What is auto-routing and how does it work?

Auto-routing lets Zihin automatically select the best model for your task when you set model to auto. The system analyzes your prompt and routes to the optimal model based on task complexity, cost efficiency, and response quality requirements. This optimizes cost by choosing the most efficient model for each request without you hardcoding a specific model. Learn more in the LLM API Overview.

Can I bring my own OpenAI or Anthropic API key (BYOK)?

Yes. With Bring Your Own Key (BYOK) you register your own provider API key as an encrypted secret, and your agents use it instead of the Zihin pool without consuming your token quota. BYOK is supported for OpenAI, Anthropic, Google, and Grok, and it unlocks all models from that provider regardless of your plan tier. If your key fails or expires, Zihin automatically falls back to the Zihin pool, which respects your plan tier and consumes quota. BYOK is available on all plans, including the free Starter plan. See Secrets & Provider Keys.

What are Zihin agents?

Agents are AI-powered assistants configured with personas, tools, workflows, and security policies that run autonomously using an orchestration engine with automatic tool selection and multi-step reasoning.
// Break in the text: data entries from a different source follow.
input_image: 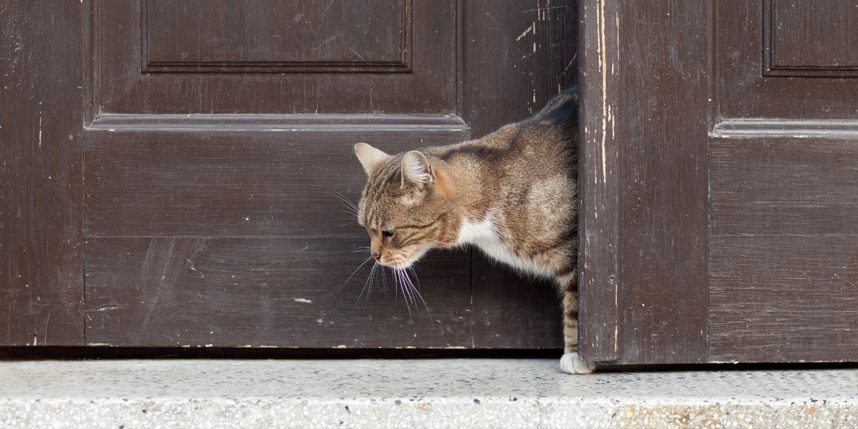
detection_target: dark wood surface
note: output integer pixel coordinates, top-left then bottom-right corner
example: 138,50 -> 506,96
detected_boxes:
581,1 -> 708,364
86,236 -> 473,348
89,0 -> 454,115
0,1 -> 84,345
143,0 -> 414,72
711,0 -> 858,117
763,0 -> 858,76
582,0 -> 858,364
50,0 -> 576,349
578,1 -> 620,362
710,139 -> 858,362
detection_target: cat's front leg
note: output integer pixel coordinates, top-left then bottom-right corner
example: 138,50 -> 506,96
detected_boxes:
560,271 -> 595,374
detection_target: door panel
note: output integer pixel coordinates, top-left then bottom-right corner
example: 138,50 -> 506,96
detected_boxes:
5,0 -> 577,348
712,0 -> 858,120
88,0 -> 461,116
581,0 -> 858,364
763,0 -> 858,76
142,0 -> 412,73
86,235 -> 472,348
709,234 -> 858,362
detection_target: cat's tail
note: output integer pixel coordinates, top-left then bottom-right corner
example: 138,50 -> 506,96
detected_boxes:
531,85 -> 578,129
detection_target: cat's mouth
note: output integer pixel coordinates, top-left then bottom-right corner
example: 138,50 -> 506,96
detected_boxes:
378,247 -> 429,269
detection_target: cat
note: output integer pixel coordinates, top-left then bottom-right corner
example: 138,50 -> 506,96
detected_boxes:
354,87 -> 593,373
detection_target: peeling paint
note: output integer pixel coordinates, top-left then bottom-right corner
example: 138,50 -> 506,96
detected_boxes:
596,0 -> 608,183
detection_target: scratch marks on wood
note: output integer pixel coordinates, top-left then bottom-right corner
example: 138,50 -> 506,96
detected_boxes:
39,110 -> 42,149
138,238 -> 206,338
596,0 -> 611,183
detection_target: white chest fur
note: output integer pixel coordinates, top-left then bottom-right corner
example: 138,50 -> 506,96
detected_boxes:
457,213 -> 551,277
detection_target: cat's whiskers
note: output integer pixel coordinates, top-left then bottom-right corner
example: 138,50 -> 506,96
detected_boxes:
333,192 -> 360,218
393,268 -> 414,320
402,267 -> 432,320
337,256 -> 372,292
355,264 -> 378,305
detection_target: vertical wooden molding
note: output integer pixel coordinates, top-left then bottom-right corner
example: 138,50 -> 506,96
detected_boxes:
578,0 -> 621,362
0,0 -> 84,346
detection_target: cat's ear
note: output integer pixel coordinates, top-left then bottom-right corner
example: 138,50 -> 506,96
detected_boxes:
402,150 -> 435,185
355,143 -> 390,176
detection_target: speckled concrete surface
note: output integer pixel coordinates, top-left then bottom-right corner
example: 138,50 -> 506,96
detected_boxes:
0,359 -> 858,429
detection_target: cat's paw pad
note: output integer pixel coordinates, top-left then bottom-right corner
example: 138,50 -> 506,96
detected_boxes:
560,353 -> 595,374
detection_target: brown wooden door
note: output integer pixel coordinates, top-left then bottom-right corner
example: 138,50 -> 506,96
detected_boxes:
581,0 -> 858,364
0,0 -> 576,348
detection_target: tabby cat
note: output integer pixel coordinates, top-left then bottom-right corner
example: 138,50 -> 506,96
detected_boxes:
348,88 -> 592,373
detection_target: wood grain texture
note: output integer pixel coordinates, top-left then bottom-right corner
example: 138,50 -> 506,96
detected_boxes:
86,236 -> 473,348
578,1 -> 620,362
582,0 -> 709,364
711,139 -> 858,236
472,260 -> 563,349
85,130 -> 467,238
142,0 -> 414,73
763,0 -> 858,73
462,0 -> 578,137
0,1 -> 83,345
712,0 -> 858,121
709,234 -> 858,362
91,0 -> 460,118
709,139 -> 858,362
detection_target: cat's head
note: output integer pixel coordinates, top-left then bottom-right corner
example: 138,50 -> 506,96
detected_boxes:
355,143 -> 460,268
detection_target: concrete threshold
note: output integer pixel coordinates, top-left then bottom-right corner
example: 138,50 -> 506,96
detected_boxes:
0,359 -> 858,429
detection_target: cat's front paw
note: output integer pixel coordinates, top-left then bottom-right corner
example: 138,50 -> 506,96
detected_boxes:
560,353 -> 596,374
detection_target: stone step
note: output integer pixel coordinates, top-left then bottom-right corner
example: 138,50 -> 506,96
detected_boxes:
0,359 -> 858,429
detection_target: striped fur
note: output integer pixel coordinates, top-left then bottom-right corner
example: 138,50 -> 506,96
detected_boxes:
355,88 -> 578,352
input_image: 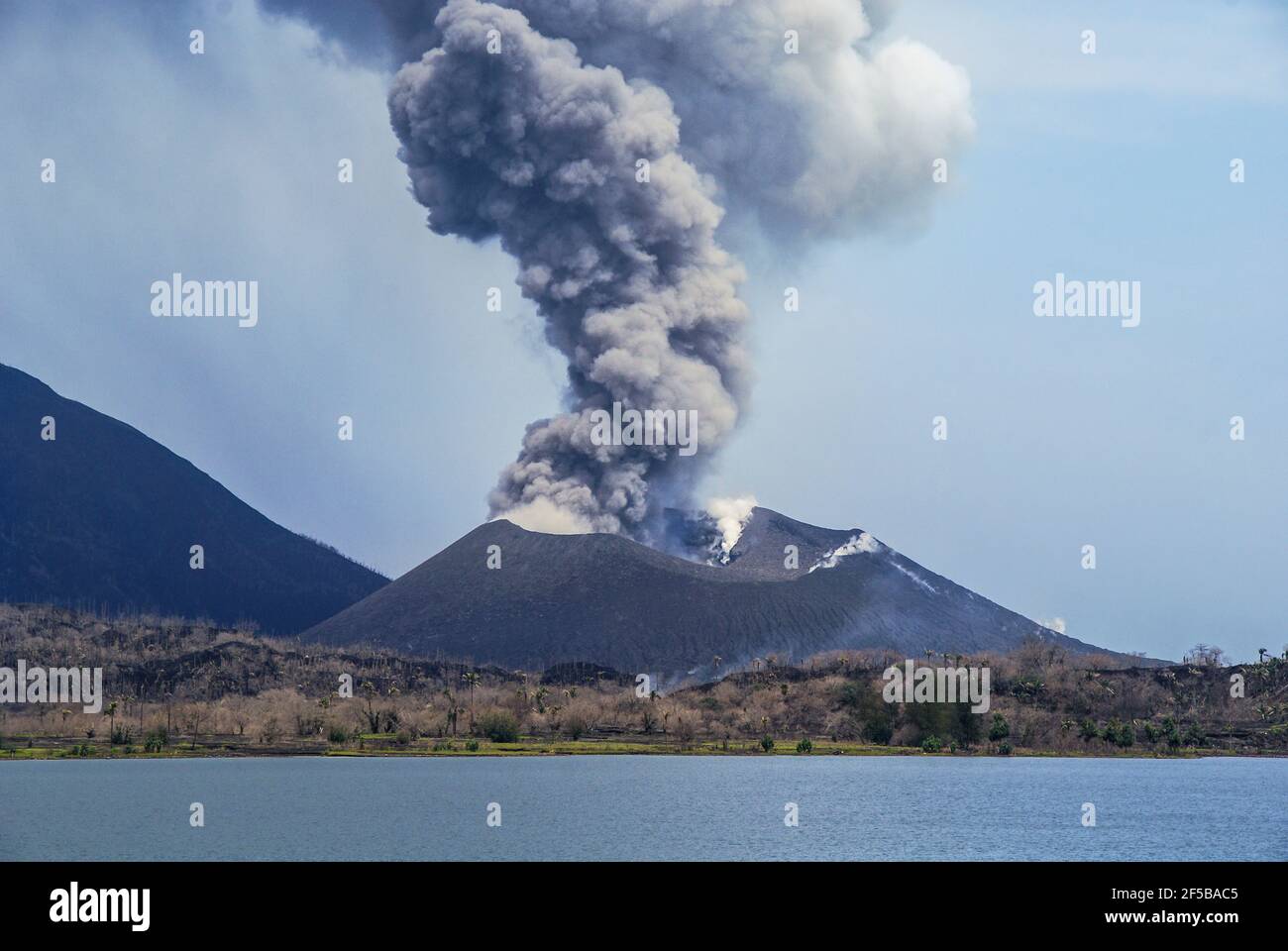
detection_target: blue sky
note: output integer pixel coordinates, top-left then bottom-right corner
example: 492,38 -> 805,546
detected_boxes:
0,1 -> 1288,657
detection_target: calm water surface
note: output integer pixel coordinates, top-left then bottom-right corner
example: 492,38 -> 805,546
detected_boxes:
0,757 -> 1288,860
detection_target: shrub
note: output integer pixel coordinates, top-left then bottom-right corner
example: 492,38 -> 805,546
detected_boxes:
478,710 -> 519,744
563,712 -> 590,740
988,714 -> 1012,744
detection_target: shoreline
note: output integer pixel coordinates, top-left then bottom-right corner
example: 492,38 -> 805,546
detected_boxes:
0,737 -> 1288,763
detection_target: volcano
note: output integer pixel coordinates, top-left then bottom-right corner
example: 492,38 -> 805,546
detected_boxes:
303,508 -> 1138,685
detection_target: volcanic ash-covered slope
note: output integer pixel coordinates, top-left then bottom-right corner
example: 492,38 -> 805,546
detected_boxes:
305,509 -> 1127,680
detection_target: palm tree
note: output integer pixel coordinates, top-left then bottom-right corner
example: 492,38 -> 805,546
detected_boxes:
443,687 -> 456,736
461,670 -> 480,733
107,699 -> 116,746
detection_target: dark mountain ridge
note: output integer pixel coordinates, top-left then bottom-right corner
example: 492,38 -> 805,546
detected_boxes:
0,365 -> 387,634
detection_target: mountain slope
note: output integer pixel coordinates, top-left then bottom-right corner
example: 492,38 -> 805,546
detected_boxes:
0,365 -> 386,634
304,509 -> 1138,680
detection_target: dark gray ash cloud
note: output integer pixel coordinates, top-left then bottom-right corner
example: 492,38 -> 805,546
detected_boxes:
263,0 -> 973,537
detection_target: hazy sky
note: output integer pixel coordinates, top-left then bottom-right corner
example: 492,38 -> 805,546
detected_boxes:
0,0 -> 1288,659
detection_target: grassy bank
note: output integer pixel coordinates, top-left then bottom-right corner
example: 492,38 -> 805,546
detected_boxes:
0,734 -> 1251,763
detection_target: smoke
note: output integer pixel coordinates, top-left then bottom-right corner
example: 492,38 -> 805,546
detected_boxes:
262,0 -> 974,539
707,495 -> 756,561
806,532 -> 881,574
389,0 -> 747,534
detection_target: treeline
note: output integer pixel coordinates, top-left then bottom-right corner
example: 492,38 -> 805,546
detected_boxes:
0,604 -> 1288,754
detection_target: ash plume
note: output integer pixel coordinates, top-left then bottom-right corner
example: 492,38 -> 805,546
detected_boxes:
262,0 -> 973,540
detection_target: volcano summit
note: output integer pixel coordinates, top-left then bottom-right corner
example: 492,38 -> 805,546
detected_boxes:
304,508 -> 1138,683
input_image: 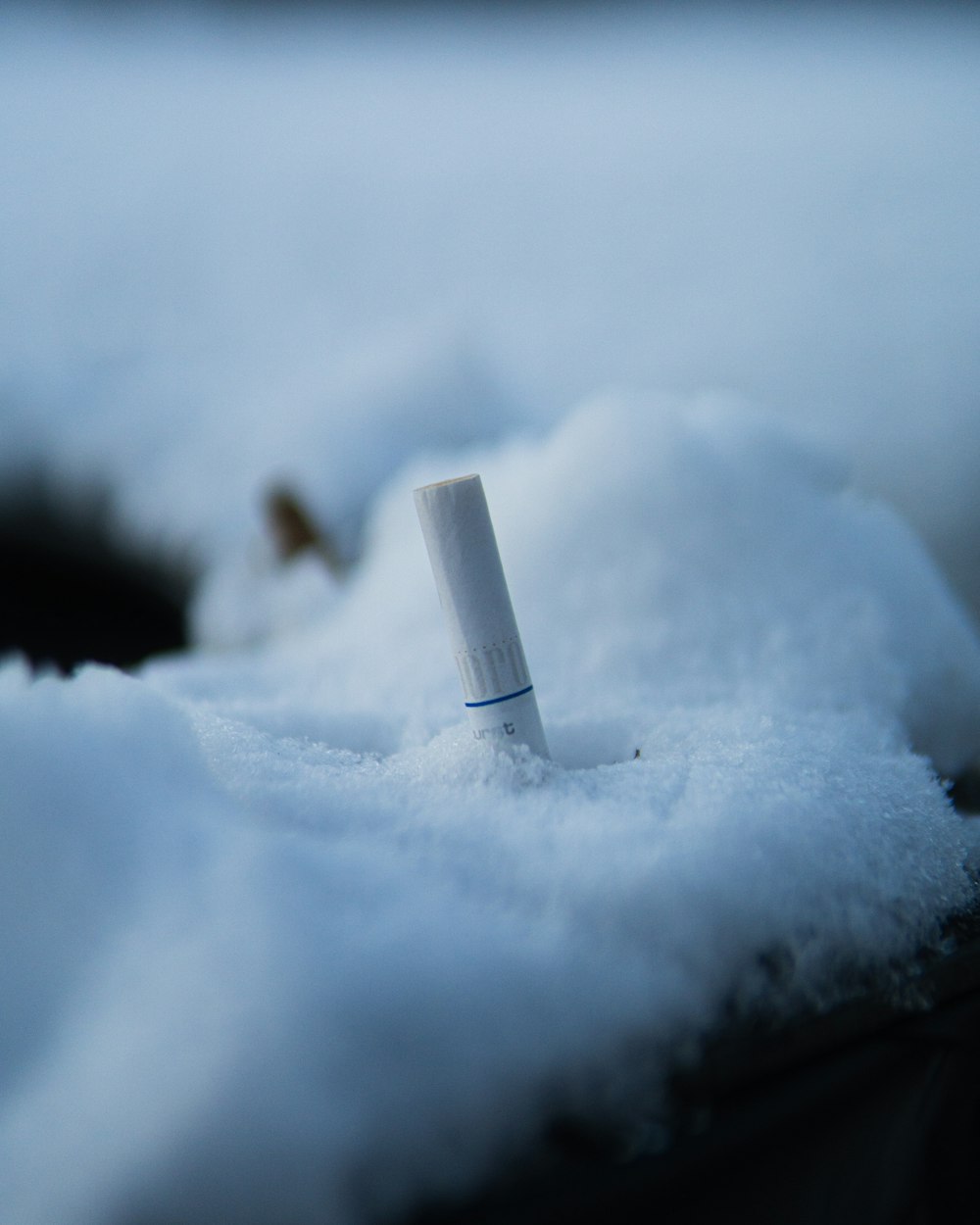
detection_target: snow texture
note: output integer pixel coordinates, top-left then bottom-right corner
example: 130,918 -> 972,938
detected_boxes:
0,2 -> 980,1225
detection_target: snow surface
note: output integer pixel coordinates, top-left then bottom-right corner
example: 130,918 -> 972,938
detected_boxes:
0,2 -> 980,1225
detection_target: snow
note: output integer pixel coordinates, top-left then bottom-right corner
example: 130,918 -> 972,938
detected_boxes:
0,2 -> 980,1225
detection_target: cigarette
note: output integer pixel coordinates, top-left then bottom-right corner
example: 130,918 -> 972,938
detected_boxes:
416,475 -> 550,758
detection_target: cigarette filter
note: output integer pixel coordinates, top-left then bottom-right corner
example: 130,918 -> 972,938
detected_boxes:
416,475 -> 549,758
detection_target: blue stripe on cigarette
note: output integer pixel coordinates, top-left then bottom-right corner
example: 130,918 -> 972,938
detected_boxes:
466,685 -> 534,707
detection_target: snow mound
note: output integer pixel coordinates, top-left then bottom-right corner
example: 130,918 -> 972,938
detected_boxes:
0,396 -> 980,1225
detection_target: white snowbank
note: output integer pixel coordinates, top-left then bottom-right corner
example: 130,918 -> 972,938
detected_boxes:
0,8 -> 980,1225
0,400 -> 980,1225
0,5 -> 980,609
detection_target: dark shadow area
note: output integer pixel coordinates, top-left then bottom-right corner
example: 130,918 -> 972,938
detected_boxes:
0,480 -> 191,672
410,912 -> 980,1225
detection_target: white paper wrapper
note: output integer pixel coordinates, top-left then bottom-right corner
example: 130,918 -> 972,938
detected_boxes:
416,475 -> 549,758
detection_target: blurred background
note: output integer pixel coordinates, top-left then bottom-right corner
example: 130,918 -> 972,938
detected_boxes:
0,3 -> 980,667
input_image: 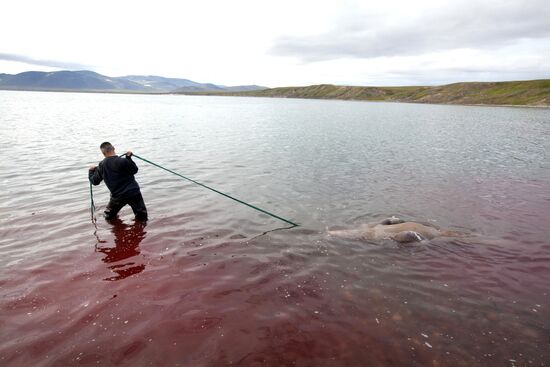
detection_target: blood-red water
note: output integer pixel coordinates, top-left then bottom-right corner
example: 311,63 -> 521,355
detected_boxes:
0,92 -> 550,366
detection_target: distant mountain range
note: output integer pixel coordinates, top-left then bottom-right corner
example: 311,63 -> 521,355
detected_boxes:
0,70 -> 267,93
202,79 -> 550,107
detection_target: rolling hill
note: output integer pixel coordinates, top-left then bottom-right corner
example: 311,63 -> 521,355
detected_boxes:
0,70 -> 266,93
199,79 -> 550,106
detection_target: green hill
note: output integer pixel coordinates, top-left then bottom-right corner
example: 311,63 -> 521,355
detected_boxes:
185,79 -> 550,106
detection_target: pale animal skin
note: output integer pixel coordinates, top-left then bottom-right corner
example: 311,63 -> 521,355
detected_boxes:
328,217 -> 461,243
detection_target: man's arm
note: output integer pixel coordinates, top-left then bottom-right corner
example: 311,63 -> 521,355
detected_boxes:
126,150 -> 138,175
88,166 -> 103,186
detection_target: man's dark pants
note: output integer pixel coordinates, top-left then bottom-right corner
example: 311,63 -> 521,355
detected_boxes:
105,193 -> 147,221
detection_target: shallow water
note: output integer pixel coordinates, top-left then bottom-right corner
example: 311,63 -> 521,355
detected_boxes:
0,92 -> 550,366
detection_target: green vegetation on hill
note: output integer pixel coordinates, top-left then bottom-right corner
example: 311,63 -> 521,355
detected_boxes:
187,79 -> 550,106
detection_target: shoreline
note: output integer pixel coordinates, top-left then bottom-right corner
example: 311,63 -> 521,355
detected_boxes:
0,88 -> 550,109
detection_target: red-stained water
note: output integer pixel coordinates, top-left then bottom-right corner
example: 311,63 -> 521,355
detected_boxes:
0,92 -> 550,366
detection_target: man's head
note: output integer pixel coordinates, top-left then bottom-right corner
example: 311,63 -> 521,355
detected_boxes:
99,141 -> 115,157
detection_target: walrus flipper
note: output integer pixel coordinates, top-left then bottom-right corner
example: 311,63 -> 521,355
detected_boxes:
380,215 -> 405,226
392,231 -> 426,243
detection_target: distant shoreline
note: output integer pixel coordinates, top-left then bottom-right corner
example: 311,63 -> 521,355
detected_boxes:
0,79 -> 550,108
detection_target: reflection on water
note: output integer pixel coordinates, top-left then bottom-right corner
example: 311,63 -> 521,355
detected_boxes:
95,218 -> 147,281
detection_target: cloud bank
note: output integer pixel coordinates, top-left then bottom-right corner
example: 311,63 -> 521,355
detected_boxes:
0,53 -> 90,70
270,0 -> 550,63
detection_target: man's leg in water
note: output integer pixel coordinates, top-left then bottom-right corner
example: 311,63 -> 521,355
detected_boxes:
128,193 -> 147,222
103,198 -> 126,220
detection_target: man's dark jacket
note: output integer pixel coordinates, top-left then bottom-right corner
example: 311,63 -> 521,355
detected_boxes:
88,155 -> 140,200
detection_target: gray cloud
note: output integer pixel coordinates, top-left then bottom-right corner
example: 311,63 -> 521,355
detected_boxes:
0,53 -> 90,70
270,0 -> 550,62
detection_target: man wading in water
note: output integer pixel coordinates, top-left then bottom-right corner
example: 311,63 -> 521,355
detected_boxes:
88,142 -> 147,221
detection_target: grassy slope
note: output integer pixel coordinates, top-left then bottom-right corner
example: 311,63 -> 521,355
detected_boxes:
190,79 -> 550,106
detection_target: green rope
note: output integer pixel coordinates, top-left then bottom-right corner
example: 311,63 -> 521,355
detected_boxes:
90,181 -> 95,217
132,153 -> 299,227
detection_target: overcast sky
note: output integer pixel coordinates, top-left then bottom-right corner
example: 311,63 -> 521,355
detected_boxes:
0,0 -> 550,87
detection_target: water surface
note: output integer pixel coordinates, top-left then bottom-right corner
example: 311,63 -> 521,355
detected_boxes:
0,92 -> 550,366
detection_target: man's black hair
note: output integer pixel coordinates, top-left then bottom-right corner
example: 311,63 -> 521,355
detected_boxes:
99,141 -> 115,153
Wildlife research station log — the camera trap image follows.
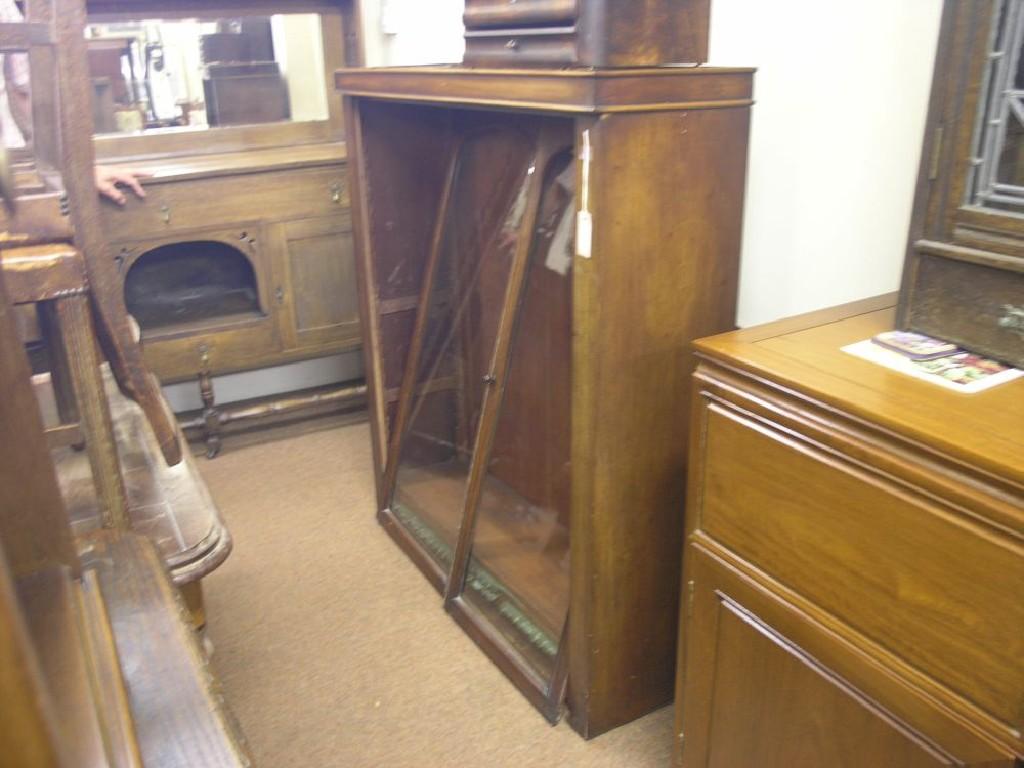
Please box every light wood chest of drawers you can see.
[677,297,1024,768]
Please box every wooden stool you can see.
[0,244,231,629]
[0,243,129,529]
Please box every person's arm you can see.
[96,165,153,206]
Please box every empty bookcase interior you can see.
[338,69,751,735]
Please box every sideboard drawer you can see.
[463,0,580,30]
[691,400,1024,730]
[102,165,349,241]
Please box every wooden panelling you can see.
[569,110,749,733]
[284,217,359,347]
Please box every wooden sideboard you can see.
[677,296,1024,768]
[96,143,360,383]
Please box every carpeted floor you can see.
[199,420,672,768]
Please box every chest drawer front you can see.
[907,254,1024,366]
[462,0,580,30]
[695,402,1024,729]
[464,29,579,67]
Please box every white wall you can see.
[364,0,942,326]
[711,0,941,326]
[360,0,465,67]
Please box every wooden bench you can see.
[0,243,231,627]
[0,271,250,768]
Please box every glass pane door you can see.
[450,150,575,693]
[390,126,535,573]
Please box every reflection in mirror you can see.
[968,0,1024,211]
[86,13,328,134]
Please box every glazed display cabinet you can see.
[336,68,752,735]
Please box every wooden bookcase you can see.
[336,68,753,736]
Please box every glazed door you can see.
[676,545,1015,768]
[446,137,575,720]
[384,114,575,719]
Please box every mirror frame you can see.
[86,0,364,162]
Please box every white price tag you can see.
[577,211,594,259]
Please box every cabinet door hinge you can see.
[928,123,945,181]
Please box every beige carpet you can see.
[199,420,672,768]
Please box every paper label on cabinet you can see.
[577,211,594,259]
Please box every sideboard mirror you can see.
[899,0,1024,366]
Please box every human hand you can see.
[96,165,153,206]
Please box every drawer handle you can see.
[998,304,1024,336]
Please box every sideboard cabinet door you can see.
[677,545,1014,768]
[274,216,360,348]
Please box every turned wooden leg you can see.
[199,345,220,459]
[178,582,206,631]
[36,301,84,421]
[54,295,128,530]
Agent types include assistant, chatbot, workflow, and classifier. Agents follow a lifecycle of draft to published to archived, where publishing validates all schemas and creates an automatic version snapshot for rollback. See the Agents Overview.

What types of tools can agents use?

Zihin agents can use database tools that run SQL queries against PostgreSQL or Supabase connections, API tools that make HTTP calls to external services, and MCP tools from external Model Context Protocol servers. Tool credentials are stored in an encrypted vault and referenced by secret_ref or vault_secret_id, never sent in plaintext. The agent selects and chains tools automatically during multi-step reasoning — see Tools.

Does Zihin support MCP (Model Context Protocol)?

Yes. Zihin provides an MCP Server (the @zihin/mcp-server npm package) that lets you manage agents, schemas, triggers, connections, and secrets directly from AI IDEs such as Claude Desktop, Claude Code, Cursor, Windsurf, and Codex. It exposes 76 tools across consumer, builder-read, and builder-write categories, plus resources and guided prompts. It supports stdio transport via the npm package and HTTP Streamable transport for server-to-server access, and uses the same API Key system as the REST API. See the MCP Server guide.

How do webhooks trigger agents?

Webhook triggers let external systems such as n8n, Zapier, Twilio, or custom apps invoke an agent via HTTP POST. You create a webhook trigger that defines query extraction (which field holds the message), context mapping, response formatting with optional message splitting, and a session strategy that can derive a stable session from fields like userId and companyId. Execution endpoints can authenticate via HMAC, API Key, or none, and support sync or async callback execution. See Webhook Triggers.

How does streaming work in Zihin?

Zihin uses Server-Sent Events (SSE) for real-time streaming. The LLM API streams token-by-token responses, and agent execution via POST /api/v2/agents/:agent_id/stream emits typed events such as metadata, status, phase, tool, thinking, response, metrics, and error. A separate live session stream lets you monitor executions in real time, and that stream closes automatically after 5 minutes or when the session finishes. See Streaming.

Is Zihin multi-tenant?

Yes. A tenant is a fully isolated workspace with its own users and roles, API keys, agents and configurations, usage quotas and billing, and telemetry data. Every API call is scoped to a tenant via the API key or the JWT x-tenant-id header, ensuring complete isolation between workspaces. See Core Concepts and the Multi-Tenant Setup guide.

What are the rate limits and how do I handle them?

Rate limits depend on your plan: Free allows 10 requests per minute and 100 per day, Basic allows 60 per minute and 5,000 per day, Pro allows 300 per minute and 50,000 per day, and Enterprise is custom. Every response includes X-RateLimit-Limit, X-RateLimit-Remaining, and X-RateLimit-Reset headers. When you receive a 429 Too Many Requests, read the Retry-After header, wait that many seconds, and retry the request. See Rate Limits and Error Codes.